‘A Possible Life’ by Sebastian Faulks, is ‘a novel in five parts’. However, it’s not a novel as much as a collection of stories, spread out over various periods in time, from the past, present, and even the future, with the word ‘possible’ being the key to connecting them.
The five stories are of different characters in different time frames, facing different situations, but each of them has have made choices which have changed the direction of their lives. Each of their stories could have had a different ending, but it is the possibilities in life which give the stories the direction they take.

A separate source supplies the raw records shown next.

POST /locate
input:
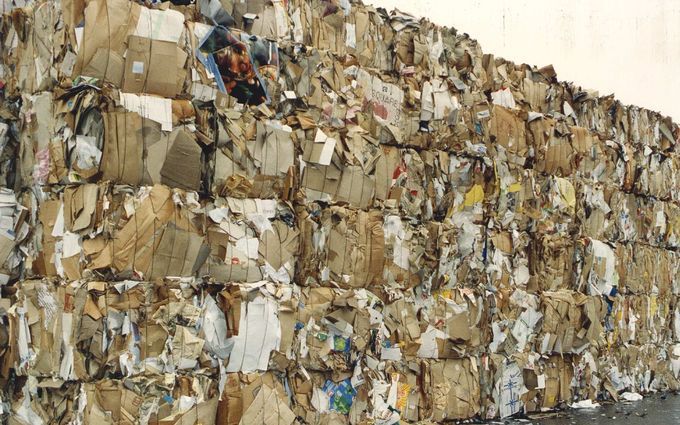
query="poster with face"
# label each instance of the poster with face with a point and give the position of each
(243, 64)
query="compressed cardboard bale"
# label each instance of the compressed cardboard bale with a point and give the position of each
(551, 260)
(454, 388)
(319, 211)
(350, 246)
(250, 239)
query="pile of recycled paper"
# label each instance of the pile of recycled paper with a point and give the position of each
(318, 212)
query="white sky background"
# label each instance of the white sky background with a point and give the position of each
(627, 47)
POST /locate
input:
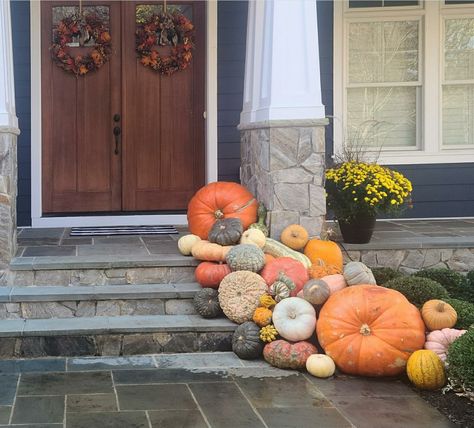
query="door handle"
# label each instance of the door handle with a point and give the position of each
(117, 131)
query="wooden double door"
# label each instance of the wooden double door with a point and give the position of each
(122, 138)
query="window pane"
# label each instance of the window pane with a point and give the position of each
(382, 117)
(459, 49)
(383, 51)
(458, 114)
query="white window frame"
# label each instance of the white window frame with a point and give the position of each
(431, 15)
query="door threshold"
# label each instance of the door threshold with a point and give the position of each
(111, 220)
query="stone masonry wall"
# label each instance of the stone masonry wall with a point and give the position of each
(283, 166)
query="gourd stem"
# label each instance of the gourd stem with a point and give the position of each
(365, 330)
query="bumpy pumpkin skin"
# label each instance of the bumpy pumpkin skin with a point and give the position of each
(439, 341)
(245, 257)
(210, 274)
(286, 355)
(239, 295)
(292, 268)
(369, 330)
(438, 314)
(426, 370)
(226, 231)
(220, 200)
(327, 251)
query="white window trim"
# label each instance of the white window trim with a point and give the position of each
(431, 14)
(37, 218)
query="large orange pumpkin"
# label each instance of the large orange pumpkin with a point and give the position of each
(369, 330)
(220, 200)
(327, 251)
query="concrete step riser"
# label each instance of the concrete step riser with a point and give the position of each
(114, 344)
(91, 308)
(99, 276)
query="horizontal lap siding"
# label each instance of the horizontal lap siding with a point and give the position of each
(20, 11)
(232, 31)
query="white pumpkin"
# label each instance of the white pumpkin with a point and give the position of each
(320, 365)
(254, 237)
(356, 273)
(295, 319)
(186, 243)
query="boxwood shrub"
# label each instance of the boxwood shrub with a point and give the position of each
(460, 363)
(465, 311)
(417, 290)
(384, 274)
(457, 285)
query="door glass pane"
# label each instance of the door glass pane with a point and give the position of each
(383, 51)
(459, 49)
(144, 11)
(382, 117)
(61, 12)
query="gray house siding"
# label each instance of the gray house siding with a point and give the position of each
(444, 190)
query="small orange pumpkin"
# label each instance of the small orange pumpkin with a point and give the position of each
(294, 236)
(319, 269)
(438, 314)
(262, 316)
(327, 251)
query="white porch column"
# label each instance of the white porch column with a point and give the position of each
(8, 138)
(282, 120)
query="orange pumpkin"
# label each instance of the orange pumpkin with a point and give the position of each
(369, 330)
(220, 200)
(210, 274)
(327, 251)
(320, 269)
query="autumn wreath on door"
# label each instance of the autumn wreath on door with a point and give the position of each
(81, 30)
(165, 29)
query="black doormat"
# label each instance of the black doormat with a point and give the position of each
(123, 230)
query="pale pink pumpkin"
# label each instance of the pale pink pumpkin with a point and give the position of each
(440, 340)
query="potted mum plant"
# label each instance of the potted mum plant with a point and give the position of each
(358, 191)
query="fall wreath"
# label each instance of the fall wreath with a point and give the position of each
(165, 29)
(85, 29)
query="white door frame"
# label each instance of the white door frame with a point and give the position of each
(37, 218)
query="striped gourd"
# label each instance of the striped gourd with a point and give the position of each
(277, 249)
(426, 370)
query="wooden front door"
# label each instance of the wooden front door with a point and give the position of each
(157, 161)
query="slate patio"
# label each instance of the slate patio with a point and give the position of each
(198, 390)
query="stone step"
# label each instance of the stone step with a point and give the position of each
(113, 336)
(100, 270)
(104, 300)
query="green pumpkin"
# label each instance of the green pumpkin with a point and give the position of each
(282, 287)
(206, 303)
(246, 342)
(245, 257)
(260, 225)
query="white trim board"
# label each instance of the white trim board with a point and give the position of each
(37, 219)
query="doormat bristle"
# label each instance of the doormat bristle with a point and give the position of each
(123, 230)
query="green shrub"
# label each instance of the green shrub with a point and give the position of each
(383, 274)
(417, 290)
(460, 363)
(457, 285)
(465, 311)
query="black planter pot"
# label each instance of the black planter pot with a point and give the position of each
(358, 230)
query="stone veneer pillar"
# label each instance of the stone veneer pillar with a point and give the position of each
(8, 140)
(283, 119)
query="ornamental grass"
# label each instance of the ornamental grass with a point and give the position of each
(359, 188)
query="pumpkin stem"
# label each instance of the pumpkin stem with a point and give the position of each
(365, 330)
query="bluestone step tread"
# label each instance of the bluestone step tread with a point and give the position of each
(113, 325)
(97, 292)
(101, 262)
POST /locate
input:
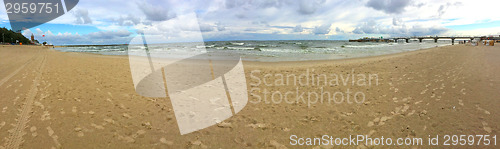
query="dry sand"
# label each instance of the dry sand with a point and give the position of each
(51, 99)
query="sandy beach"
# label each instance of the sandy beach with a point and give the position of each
(52, 99)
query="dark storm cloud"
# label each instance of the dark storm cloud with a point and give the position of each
(298, 28)
(371, 27)
(309, 6)
(322, 29)
(389, 6)
(155, 13)
(82, 16)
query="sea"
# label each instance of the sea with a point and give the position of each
(266, 51)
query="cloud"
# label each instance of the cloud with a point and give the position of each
(66, 38)
(220, 27)
(298, 28)
(82, 16)
(338, 30)
(128, 20)
(206, 27)
(371, 27)
(109, 34)
(155, 13)
(322, 29)
(309, 6)
(397, 21)
(442, 8)
(389, 6)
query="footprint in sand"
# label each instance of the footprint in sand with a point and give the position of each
(423, 91)
(74, 109)
(165, 141)
(126, 115)
(45, 116)
(2, 124)
(486, 127)
(79, 132)
(33, 131)
(54, 137)
(97, 126)
(481, 109)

The first story, to me at least, was the most poignant. ‘A different man’ follows the life of Geoffrey Talbot, an unassuming man who sails through college playing cricket, and lands an unexciting teaching job. His life takes a turn with the beginning of the Second World War, when he enlists, and finds himself in occupied France, dodging bullets and getting around, hiding under railway coaches. A second twist of fate sees him captured and slaving away at a German concentration camp. The narrative is engaging, and you come to feel for Geoffrey as he imagines himself playing cricket, just to keep himself sane. We have read enough of the holocaust to know its horrors, and Faulks does not hide the reality. However, he manages to retain a sense of balance, of calmness, if I can use the word, with a wry sense of humour which keeps cropping up at the unlikeliest of places, yet not in any way diluting the horror of it all. We feel a rush of happiness and excitement when Geoffrey manages to escape and gets back home safe, but his life can never be the same again, not after his experiences. You cannot but help feel sad for Geoffrey as he goes back to France in search of his lost love, as he is confined to an asylum at last, but there is no sense of pity... it’s just the course life has taken.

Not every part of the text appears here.